Niğde Müzesi Müze Müdürü Yakup Ünlüler yaptığı açıklamada, müzenin Orta Anadolu arkeolojisinin kronolojik bir düzenle sunulan 6 teşhir salonundan oluştuğunu söyledi. 5. salonda bir bayan ve 4 çocuk mumyasının sergilediğini belirten Ünlüler, şunları kaydetti:
“Antik periyotta mumyalama vefattan sonraki hayat için vücutların sağlam kalması gayesiyle yapılmaktadır. Mumyalama yetenekli uzman bireyler tarafından gerçekleştirilmiştir. Öncelikle bedendeki nemin emilmesi için ölen kişi sodyum karbonatla, tuzla kaplanırdı. Bedendeki su cesetten uzaklaştırıldıktan sonra bedene güzel kokulu yağlar ve bitki reçineleri sürülürdü. Sonrasında beden keten bezlerle sarılarak havayla teması kesilirdi. Böylece bedenin havayla teması kesilerek çürümesi engellenmiştir. Antik Mısır’daki mumyalama süreci çoklukla kraliyet ailesi, soylu aileler ve zenginler üzere toplumun seçkinleri için yapılıyordu. Uygulama kıymetli olduğu için sıradan beşerler nadiren mumyalanıyordu.“
’SARIŞIN MUMYA’ 162 SANTiM BOYUNDA
Ünlüler; ‘sarışın rahibe’ mumyasının Aksaray’a bağlı Ihlara Vadisi’ndeki Yılanlı Kilisesi’nde bulunduğunu aktararak, bayanın 21-22 yaşında öldüğünü ve 162 santimetre uzunluğunda olduğunu belirtti. Rahibenin Mısır stilinde sargılama tekniğiyle mumyalandığına dikkati çeken Ünlüler, şunları söyledi:
“Başında örtü bulunması ve kilise içerisine gömüldüğü için rahibe olduğu düşünülmektedir. Saçlarının da sarı olması nedeniyle ’sarışın mumya’ olarak isimlendirilmiştir. Mumya üzerinde el dikişli bir elbise ve başında örtü bulunmaktadır. Sarı saçları, kaşları ve kirpikleri hala birinci günkü canlılığını korumaktadır. Sırt üstü konumda olup, sağ kolu göğsünün üzerine, sol kol göğüs altına hakikat uzatılmış olup, sağ elinde ipek bir mendil bulunmaktadır. Mumya üzerinde röntgen çekiminde, sağ ve sol kalça kemiklerinin birleşim yeri olan mafsal kısmının kapalı olması nedeniyle doğum yapmadığı anlaşılmıştır. Bilindiği üzere rahibeler münzevi hayatı tercih ederlerdi, bebek yapmazlardı. Mevt nedeninin teneffüs yolu rahatsızlığı olabileceği düşünülmektedir. Saç örneğine nazaran ise denizel eserler tükettiği anlaşılmıştır. Bu nedenle kıyı şeridinde yaşamış olduğu düşünülmektedir.”

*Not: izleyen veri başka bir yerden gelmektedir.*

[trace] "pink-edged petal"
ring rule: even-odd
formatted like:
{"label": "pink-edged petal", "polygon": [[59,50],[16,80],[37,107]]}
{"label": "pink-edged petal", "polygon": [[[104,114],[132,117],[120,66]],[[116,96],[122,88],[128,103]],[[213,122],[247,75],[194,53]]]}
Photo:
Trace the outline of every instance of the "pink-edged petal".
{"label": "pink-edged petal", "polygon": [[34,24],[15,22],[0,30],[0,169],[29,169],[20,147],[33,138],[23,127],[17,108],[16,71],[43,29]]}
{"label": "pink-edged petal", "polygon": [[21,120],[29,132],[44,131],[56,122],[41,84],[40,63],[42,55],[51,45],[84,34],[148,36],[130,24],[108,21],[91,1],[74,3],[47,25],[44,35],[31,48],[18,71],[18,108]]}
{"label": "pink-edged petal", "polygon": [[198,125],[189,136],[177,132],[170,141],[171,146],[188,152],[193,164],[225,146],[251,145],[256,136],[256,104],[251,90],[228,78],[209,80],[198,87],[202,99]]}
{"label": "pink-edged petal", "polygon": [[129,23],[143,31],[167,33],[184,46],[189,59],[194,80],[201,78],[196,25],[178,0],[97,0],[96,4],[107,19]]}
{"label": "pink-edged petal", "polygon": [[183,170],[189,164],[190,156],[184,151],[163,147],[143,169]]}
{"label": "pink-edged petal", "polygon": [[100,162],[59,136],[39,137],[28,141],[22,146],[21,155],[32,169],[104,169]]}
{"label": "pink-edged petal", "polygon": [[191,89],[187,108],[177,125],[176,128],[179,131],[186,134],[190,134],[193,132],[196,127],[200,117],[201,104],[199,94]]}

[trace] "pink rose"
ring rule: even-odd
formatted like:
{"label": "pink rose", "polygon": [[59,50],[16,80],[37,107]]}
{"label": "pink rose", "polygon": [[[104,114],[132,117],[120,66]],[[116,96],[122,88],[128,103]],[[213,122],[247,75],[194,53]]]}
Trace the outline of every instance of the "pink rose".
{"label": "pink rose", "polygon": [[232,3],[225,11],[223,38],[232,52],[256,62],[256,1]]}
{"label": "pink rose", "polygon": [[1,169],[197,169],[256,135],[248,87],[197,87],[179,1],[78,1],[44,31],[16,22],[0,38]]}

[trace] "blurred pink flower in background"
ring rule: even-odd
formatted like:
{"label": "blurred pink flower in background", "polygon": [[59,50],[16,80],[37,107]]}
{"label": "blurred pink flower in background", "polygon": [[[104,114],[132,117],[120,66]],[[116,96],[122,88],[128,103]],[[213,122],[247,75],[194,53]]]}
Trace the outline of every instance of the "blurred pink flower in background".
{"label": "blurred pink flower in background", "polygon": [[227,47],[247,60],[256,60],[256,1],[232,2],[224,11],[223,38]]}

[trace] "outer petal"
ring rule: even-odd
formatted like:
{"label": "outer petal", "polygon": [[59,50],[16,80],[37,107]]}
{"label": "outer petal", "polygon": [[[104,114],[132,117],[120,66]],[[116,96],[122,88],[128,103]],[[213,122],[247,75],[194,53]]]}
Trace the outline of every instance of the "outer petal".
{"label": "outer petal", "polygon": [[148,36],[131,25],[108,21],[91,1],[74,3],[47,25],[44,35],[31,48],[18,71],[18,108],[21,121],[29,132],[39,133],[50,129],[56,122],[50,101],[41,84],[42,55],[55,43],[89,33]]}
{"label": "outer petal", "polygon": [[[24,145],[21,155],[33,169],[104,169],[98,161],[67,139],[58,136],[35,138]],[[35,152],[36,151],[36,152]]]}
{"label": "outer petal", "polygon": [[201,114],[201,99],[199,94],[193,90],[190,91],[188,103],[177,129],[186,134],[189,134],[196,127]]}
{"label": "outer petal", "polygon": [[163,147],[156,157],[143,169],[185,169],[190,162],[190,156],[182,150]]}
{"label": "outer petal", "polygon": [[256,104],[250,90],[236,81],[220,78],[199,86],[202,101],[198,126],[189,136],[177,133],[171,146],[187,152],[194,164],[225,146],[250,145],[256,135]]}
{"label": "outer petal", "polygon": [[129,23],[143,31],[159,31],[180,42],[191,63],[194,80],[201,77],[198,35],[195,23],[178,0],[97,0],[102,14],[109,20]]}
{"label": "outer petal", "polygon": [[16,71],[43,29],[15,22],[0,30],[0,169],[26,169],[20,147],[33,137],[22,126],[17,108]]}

Aksaray sonları içerisindeki Çanlı Kilise’de bulunan 4 çocuk mumyasının ise sırt üstü konumda olup, elleri göğüsleri üzerinde bağlandığını işaret eden Ünlüler, mumyaların üçünün üzerinde 2-3 katlı giysiler bulunduğunu, 4 çocuk mumyasının Bizans Dönemi’ne ilişkin olup, kiliseyle bir arada milattan sonra 10-11. yüzyıla tarihlendirildiğini söz etti.